Pests are evolving to become resistant to genetically engineered crops.
Bruce E. Tabashnik, regent’s professor and head of the department of entomology at the University of Arizona, looks to stay one step ahead.
My research team studies the evolution and management of insect resistance to crops genetically engineered for pest control. Current work focuses on resistance to insect-killing proteins from the bacterium Bacillus thuringiensis (Bt). These Bt proteins are highly effective against some key pests but are not toxic to most other organisms including arthropod natural enemies, wildlife and people. Transgenic Bt corn and cotton have been planted by millions of farmers on a cumulative total of more than 2 billion acres worldwide during the past 25 years. Our work ranges from analyses of the genomics of resistance to global patterns of field-evolved resistance to Bt crops. Progress is facilitated by synergistic collaborations that benefit from expertise in molecular and population genetics, ecology, modeling, and pest management.
Nature’s Sneaky Two-Step Keeps Crop Pests Guessing
Genetically engineered crops that help to control pests have been a game-changer for farmers around the world. These crops produce proteins from a natural soil bacterium called Bacillus thuringiensis or Bt, which are deadly to certain insect pests—but safe for people, pets, and wildlife. This helps to reduce insecticide sprays, which is good for the environment, the food supply, and farmers’ bottom line. The catch? Some pests are adapting by evolving resistance, which puts this eco-friendly approach at risk.

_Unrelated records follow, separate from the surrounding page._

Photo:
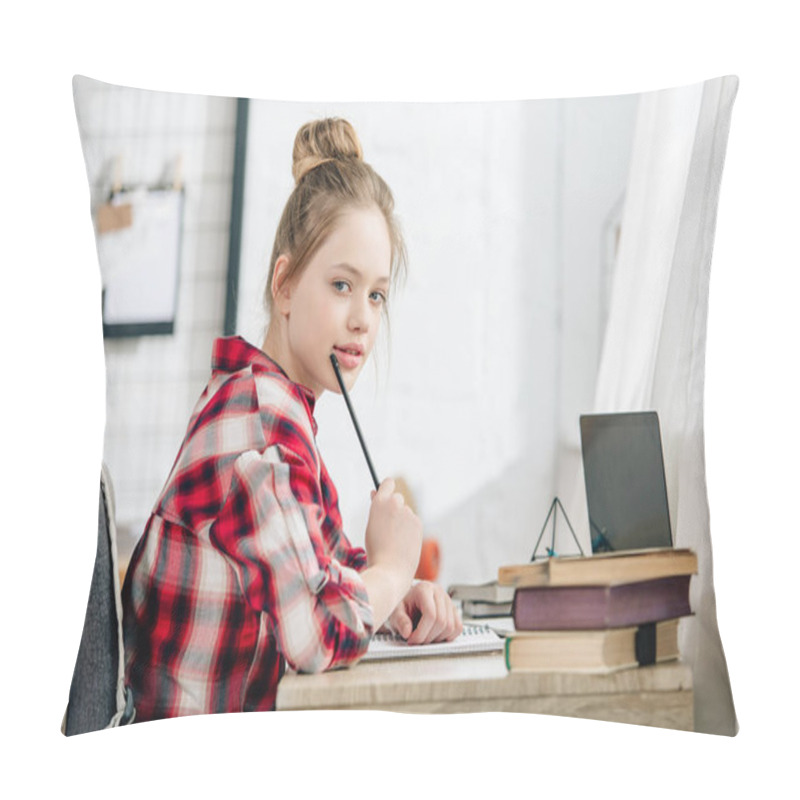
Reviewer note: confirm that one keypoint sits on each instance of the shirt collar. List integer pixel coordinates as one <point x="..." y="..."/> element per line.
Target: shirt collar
<point x="233" y="353"/>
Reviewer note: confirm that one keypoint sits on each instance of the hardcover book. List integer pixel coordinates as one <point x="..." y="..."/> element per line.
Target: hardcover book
<point x="593" y="607"/>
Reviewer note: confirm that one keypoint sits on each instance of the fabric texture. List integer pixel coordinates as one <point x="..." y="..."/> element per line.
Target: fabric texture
<point x="243" y="566"/>
<point x="98" y="697"/>
<point x="655" y="341"/>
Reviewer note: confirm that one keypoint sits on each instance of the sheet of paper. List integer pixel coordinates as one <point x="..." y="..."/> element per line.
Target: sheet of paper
<point x="473" y="639"/>
<point x="139" y="262"/>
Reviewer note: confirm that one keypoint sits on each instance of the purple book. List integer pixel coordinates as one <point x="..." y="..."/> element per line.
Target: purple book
<point x="549" y="608"/>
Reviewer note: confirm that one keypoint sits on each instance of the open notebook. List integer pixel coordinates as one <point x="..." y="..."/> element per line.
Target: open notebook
<point x="473" y="639"/>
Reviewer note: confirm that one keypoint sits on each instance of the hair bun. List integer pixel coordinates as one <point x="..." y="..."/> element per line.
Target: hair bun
<point x="323" y="140"/>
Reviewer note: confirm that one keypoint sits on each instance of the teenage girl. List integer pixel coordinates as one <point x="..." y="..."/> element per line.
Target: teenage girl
<point x="243" y="566"/>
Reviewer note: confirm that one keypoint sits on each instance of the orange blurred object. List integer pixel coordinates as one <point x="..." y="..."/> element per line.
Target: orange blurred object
<point x="428" y="569"/>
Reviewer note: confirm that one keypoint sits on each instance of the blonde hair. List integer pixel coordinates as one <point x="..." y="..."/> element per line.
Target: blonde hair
<point x="331" y="177"/>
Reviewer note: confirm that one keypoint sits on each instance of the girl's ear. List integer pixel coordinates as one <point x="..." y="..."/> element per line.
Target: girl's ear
<point x="281" y="291"/>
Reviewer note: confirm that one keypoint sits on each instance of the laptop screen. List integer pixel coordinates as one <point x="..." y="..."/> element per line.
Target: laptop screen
<point x="626" y="491"/>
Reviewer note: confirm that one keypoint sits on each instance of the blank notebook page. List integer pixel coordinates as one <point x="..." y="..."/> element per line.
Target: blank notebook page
<point x="473" y="639"/>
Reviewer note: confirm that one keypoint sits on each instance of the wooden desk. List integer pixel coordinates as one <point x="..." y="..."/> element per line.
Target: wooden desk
<point x="660" y="695"/>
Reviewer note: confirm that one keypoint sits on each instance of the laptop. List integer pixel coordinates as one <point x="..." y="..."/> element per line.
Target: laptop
<point x="626" y="490"/>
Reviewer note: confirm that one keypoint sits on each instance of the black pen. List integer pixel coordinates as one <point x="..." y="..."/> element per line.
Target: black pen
<point x="353" y="417"/>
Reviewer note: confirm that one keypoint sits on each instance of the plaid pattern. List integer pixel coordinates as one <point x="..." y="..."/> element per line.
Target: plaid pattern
<point x="243" y="565"/>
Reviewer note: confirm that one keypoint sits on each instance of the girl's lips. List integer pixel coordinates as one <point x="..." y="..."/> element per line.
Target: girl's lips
<point x="347" y="359"/>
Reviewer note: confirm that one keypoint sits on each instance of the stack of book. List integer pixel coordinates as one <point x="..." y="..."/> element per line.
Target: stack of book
<point x="598" y="613"/>
<point x="483" y="600"/>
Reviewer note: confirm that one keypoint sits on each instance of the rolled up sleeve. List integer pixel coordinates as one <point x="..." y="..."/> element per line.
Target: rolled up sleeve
<point x="270" y="530"/>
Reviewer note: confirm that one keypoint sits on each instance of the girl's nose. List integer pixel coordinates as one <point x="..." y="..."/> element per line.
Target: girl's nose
<point x="360" y="315"/>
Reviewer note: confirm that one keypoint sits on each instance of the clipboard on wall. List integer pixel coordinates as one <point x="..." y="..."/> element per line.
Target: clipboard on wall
<point x="139" y="234"/>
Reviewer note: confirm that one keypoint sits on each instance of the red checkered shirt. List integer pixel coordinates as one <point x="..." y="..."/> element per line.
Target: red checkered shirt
<point x="243" y="566"/>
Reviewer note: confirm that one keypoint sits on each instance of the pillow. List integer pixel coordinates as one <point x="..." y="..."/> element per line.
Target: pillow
<point x="559" y="264"/>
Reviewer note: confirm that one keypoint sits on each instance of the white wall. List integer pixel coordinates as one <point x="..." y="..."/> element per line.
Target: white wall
<point x="152" y="382"/>
<point x="496" y="335"/>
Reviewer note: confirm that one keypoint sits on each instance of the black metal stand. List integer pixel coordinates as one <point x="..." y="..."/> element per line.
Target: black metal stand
<point x="550" y="551"/>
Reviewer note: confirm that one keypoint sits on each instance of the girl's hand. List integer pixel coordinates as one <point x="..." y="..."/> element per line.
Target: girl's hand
<point x="394" y="535"/>
<point x="426" y="614"/>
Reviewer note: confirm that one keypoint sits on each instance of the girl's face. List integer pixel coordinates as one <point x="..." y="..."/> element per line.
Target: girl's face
<point x="335" y="305"/>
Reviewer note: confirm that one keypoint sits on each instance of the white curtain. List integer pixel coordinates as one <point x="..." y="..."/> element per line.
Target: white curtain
<point x="654" y="349"/>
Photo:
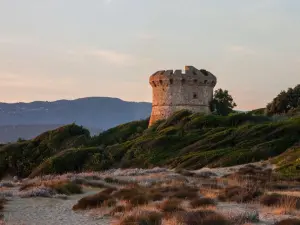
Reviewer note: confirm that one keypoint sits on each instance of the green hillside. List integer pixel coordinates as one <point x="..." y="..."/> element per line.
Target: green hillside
<point x="184" y="140"/>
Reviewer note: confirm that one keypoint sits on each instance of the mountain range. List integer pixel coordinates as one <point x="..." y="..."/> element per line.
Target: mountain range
<point x="27" y="120"/>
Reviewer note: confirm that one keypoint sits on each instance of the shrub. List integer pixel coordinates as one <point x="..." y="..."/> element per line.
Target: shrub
<point x="288" y="222"/>
<point x="280" y="201"/>
<point x="239" y="194"/>
<point x="2" y="202"/>
<point x="92" y="201"/>
<point x="118" y="209"/>
<point x="202" y="217"/>
<point x="139" y="200"/>
<point x="109" y="202"/>
<point x="126" y="193"/>
<point x="202" y="202"/>
<point x="142" y="218"/>
<point x="68" y="188"/>
<point x="170" y="205"/>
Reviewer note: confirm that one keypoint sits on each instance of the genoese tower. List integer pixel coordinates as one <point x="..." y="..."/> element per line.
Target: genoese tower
<point x="176" y="90"/>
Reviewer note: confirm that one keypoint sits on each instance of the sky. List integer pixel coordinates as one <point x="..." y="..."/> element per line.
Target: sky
<point x="54" y="49"/>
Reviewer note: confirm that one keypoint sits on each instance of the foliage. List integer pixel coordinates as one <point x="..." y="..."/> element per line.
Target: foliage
<point x="21" y="158"/>
<point x="285" y="101"/>
<point x="222" y="102"/>
<point x="185" y="140"/>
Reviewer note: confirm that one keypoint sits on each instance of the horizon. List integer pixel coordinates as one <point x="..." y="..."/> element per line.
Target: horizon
<point x="51" y="51"/>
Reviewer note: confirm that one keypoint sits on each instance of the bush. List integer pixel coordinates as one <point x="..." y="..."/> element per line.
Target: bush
<point x="202" y="202"/>
<point x="239" y="194"/>
<point x="92" y="201"/>
<point x="288" y="222"/>
<point x="202" y="217"/>
<point x="170" y="205"/>
<point x="68" y="188"/>
<point x="118" y="209"/>
<point x="142" y="218"/>
<point x="139" y="200"/>
<point x="2" y="202"/>
<point x="280" y="201"/>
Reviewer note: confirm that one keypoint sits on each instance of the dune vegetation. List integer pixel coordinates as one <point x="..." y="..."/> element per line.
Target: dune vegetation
<point x="185" y="140"/>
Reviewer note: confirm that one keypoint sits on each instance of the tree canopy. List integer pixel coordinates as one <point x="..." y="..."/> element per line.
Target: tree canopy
<point x="222" y="103"/>
<point x="285" y="101"/>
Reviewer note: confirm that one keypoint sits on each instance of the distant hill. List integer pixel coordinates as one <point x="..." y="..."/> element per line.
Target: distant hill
<point x="26" y="120"/>
<point x="13" y="132"/>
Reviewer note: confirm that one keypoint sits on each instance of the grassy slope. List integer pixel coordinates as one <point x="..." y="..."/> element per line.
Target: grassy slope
<point x="21" y="158"/>
<point x="184" y="140"/>
<point x="288" y="163"/>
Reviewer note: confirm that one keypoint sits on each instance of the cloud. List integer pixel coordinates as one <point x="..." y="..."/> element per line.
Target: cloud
<point x="14" y="40"/>
<point x="12" y="80"/>
<point x="114" y="57"/>
<point x="241" y="49"/>
<point x="107" y="1"/>
<point x="146" y="36"/>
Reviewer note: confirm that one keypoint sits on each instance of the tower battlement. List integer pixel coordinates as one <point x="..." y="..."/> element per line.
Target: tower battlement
<point x="173" y="90"/>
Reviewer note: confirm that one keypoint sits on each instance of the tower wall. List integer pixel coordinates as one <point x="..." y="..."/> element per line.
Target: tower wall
<point x="175" y="90"/>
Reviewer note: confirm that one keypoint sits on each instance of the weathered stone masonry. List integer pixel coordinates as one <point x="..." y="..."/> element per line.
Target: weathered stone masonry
<point x="175" y="90"/>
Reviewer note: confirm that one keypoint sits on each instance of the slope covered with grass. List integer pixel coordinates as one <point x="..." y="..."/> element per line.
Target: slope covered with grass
<point x="184" y="140"/>
<point x="22" y="157"/>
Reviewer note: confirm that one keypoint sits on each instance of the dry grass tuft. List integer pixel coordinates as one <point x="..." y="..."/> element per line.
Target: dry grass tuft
<point x="92" y="201"/>
<point x="2" y="202"/>
<point x="141" y="218"/>
<point x="284" y="202"/>
<point x="239" y="194"/>
<point x="288" y="222"/>
<point x="118" y="209"/>
<point x="170" y="205"/>
<point x="202" y="202"/>
<point x="202" y="217"/>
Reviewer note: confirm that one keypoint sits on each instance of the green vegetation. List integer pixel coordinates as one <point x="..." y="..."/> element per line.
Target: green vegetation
<point x="21" y="158"/>
<point x="222" y="103"/>
<point x="68" y="188"/>
<point x="285" y="102"/>
<point x="288" y="163"/>
<point x="184" y="140"/>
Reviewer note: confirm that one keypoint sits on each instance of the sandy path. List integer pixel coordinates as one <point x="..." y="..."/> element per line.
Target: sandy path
<point x="48" y="211"/>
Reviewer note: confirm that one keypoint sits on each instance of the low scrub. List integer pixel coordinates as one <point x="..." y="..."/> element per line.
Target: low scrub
<point x="186" y="141"/>
<point x="141" y="218"/>
<point x="2" y="202"/>
<point x="92" y="201"/>
<point x="277" y="200"/>
<point x="239" y="194"/>
<point x="202" y="217"/>
<point x="170" y="205"/>
<point x="68" y="188"/>
<point x="288" y="222"/>
<point x="202" y="202"/>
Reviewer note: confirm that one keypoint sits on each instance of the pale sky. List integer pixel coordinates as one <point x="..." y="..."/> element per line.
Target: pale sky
<point x="67" y="49"/>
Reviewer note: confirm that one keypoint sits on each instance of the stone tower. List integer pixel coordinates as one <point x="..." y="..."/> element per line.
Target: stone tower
<point x="175" y="90"/>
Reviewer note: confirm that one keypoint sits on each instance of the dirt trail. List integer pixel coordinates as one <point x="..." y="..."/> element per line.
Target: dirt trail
<point x="49" y="211"/>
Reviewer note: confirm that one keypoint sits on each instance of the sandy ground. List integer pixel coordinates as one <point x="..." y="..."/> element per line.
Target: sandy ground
<point x="49" y="211"/>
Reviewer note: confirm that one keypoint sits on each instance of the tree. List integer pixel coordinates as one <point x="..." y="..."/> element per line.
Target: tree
<point x="285" y="101"/>
<point x="222" y="103"/>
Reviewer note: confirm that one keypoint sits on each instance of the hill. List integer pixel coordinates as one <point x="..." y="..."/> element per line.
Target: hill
<point x="26" y="120"/>
<point x="185" y="140"/>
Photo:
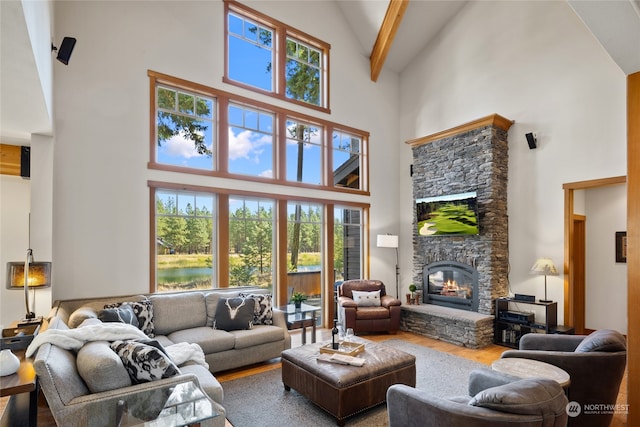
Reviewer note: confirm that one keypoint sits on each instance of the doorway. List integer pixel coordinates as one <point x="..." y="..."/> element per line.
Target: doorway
<point x="574" y="252"/>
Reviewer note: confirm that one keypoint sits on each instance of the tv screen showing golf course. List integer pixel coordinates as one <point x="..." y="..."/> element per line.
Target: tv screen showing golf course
<point x="448" y="215"/>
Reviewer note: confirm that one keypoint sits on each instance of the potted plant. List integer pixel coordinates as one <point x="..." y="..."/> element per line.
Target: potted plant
<point x="412" y="289"/>
<point x="297" y="298"/>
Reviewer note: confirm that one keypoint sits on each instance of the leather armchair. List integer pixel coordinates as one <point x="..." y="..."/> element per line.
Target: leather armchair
<point x="595" y="362"/>
<point x="495" y="400"/>
<point x="378" y="318"/>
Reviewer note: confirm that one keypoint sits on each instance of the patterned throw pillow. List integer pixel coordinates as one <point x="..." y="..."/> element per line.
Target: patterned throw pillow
<point x="144" y="313"/>
<point x="264" y="308"/>
<point x="367" y="299"/>
<point x="143" y="362"/>
<point x="234" y="314"/>
<point x="123" y="314"/>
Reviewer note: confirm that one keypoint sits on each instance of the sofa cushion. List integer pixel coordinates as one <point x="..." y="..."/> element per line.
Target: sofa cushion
<point x="211" y="302"/>
<point x="210" y="340"/>
<point x="234" y="313"/>
<point x="366" y="299"/>
<point x="531" y="396"/>
<point x="260" y="334"/>
<point x="123" y="314"/>
<point x="144" y="313"/>
<point x="602" y="340"/>
<point x="174" y="312"/>
<point x="101" y="368"/>
<point x="263" y="314"/>
<point x="143" y="362"/>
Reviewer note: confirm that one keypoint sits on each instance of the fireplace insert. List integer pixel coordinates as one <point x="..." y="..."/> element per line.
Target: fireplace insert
<point x="451" y="284"/>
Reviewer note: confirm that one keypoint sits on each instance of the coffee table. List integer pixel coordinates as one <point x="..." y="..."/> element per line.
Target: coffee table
<point x="344" y="390"/>
<point x="528" y="368"/>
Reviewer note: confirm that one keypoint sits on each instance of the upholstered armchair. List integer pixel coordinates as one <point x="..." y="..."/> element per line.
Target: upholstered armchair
<point x="494" y="400"/>
<point x="595" y="363"/>
<point x="364" y="306"/>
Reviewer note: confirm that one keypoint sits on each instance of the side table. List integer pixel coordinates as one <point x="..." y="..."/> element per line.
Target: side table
<point x="23" y="389"/>
<point x="301" y="318"/>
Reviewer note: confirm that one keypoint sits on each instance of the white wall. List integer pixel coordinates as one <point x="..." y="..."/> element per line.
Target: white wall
<point x="101" y="199"/>
<point x="535" y="63"/>
<point x="606" y="280"/>
<point x="22" y="200"/>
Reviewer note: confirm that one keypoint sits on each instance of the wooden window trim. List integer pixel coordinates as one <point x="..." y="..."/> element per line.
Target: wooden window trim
<point x="281" y="31"/>
<point x="222" y="100"/>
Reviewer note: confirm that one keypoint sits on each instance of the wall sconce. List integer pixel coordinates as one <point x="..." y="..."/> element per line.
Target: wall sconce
<point x="544" y="266"/>
<point x="66" y="48"/>
<point x="531" y="140"/>
<point x="29" y="274"/>
<point x="390" y="241"/>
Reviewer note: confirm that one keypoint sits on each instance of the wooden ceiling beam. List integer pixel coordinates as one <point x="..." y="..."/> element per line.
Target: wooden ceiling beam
<point x="387" y="33"/>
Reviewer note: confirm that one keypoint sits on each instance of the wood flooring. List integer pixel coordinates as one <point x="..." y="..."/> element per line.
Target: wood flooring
<point x="485" y="355"/>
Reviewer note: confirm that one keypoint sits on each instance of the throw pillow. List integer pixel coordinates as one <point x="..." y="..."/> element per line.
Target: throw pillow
<point x="144" y="313"/>
<point x="123" y="314"/>
<point x="367" y="299"/>
<point x="143" y="362"/>
<point x="263" y="314"/>
<point x="531" y="396"/>
<point x="100" y="368"/>
<point x="602" y="340"/>
<point x="234" y="314"/>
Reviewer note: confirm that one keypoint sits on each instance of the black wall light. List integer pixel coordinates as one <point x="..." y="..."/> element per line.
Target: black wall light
<point x="68" y="43"/>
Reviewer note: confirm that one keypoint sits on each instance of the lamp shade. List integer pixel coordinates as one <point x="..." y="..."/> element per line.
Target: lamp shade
<point x="544" y="266"/>
<point x="387" y="241"/>
<point x="39" y="275"/>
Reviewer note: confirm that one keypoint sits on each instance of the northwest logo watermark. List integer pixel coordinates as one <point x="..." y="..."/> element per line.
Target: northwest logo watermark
<point x="574" y="408"/>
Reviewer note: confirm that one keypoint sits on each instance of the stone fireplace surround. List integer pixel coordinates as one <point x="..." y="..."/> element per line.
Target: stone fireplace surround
<point x="469" y="157"/>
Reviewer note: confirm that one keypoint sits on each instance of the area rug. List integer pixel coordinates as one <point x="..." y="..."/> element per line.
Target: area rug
<point x="261" y="401"/>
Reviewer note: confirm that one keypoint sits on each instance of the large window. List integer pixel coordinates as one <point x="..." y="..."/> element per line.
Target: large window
<point x="184" y="129"/>
<point x="207" y="131"/>
<point x="274" y="58"/>
<point x="251" y="242"/>
<point x="184" y="240"/>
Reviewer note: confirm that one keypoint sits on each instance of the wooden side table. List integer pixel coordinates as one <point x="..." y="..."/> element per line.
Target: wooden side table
<point x="23" y="389"/>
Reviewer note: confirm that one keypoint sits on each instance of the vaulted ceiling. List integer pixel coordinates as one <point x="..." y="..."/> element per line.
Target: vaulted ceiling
<point x="392" y="44"/>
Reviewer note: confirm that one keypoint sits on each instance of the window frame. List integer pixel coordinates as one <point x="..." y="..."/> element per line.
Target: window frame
<point x="221" y="232"/>
<point x="222" y="100"/>
<point x="282" y="32"/>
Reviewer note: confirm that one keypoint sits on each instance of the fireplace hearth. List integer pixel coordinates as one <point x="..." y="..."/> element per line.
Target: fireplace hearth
<point x="451" y="284"/>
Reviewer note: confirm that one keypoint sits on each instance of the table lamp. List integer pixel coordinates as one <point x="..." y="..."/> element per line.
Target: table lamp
<point x="544" y="266"/>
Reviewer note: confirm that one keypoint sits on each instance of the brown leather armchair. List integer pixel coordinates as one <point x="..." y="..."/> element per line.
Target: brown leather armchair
<point x="364" y="317"/>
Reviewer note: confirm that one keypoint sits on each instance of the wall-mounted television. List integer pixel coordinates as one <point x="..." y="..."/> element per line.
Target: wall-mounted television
<point x="448" y="215"/>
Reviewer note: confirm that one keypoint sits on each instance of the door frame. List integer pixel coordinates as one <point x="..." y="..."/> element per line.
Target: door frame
<point x="572" y="300"/>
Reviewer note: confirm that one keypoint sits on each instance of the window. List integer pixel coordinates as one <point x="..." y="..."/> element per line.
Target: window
<point x="251" y="141"/>
<point x="251" y="242"/>
<point x="347" y="159"/>
<point x="257" y="45"/>
<point x="184" y="240"/>
<point x="207" y="131"/>
<point x="185" y="129"/>
<point x="347" y="237"/>
<point x="304" y="152"/>
<point x="250" y="52"/>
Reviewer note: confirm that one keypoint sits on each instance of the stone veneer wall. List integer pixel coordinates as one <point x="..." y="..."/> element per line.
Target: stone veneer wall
<point x="472" y="157"/>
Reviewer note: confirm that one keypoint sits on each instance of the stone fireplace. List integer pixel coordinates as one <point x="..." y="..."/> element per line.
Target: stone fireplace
<point x="470" y="157"/>
<point x="451" y="284"/>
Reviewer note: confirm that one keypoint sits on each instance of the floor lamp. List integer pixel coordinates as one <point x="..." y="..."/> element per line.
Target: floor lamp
<point x="391" y="241"/>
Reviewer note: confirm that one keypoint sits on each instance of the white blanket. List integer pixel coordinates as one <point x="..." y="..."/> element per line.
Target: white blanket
<point x="74" y="339"/>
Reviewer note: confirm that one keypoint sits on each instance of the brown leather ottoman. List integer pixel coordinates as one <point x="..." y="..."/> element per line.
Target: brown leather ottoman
<point x="344" y="390"/>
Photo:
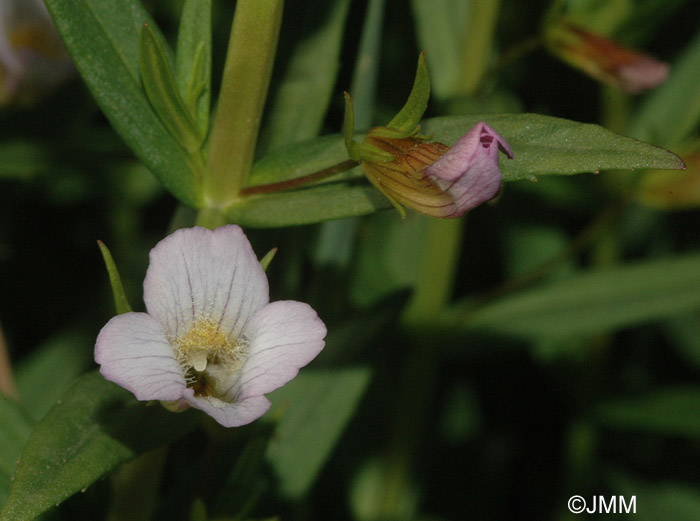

I’m part of a team of scientists at Nanjing Agricultural University and the University of Arizona that might have figured out how to stay one step ahead of these bugs. We discovered that one Bt protein, called Cry1Ab, actually delivers a one-two punch. It uses not one but two separate pathways to kill the Asian corn borer—a close relative of the European corn borer, which devastates corn in the U.S. and Canada. That means even if the pest mutates to block one path, the other still gets the job done. Only if both paths are disabled can the pest survive.
This natural strategy for delaying pest resistance could be harnessed to enhance sustainability by seeking native Bt proteins or designing novel Bt proteins that attack pests via multiple pathways. By using Bt proteins that have these built-in “backup systems,” we could slow down resistance and keep this powerful pest-fighting tool working for future generations.
Through this discovery, nature gave us a clue. Now it’s up to us to use it wisely.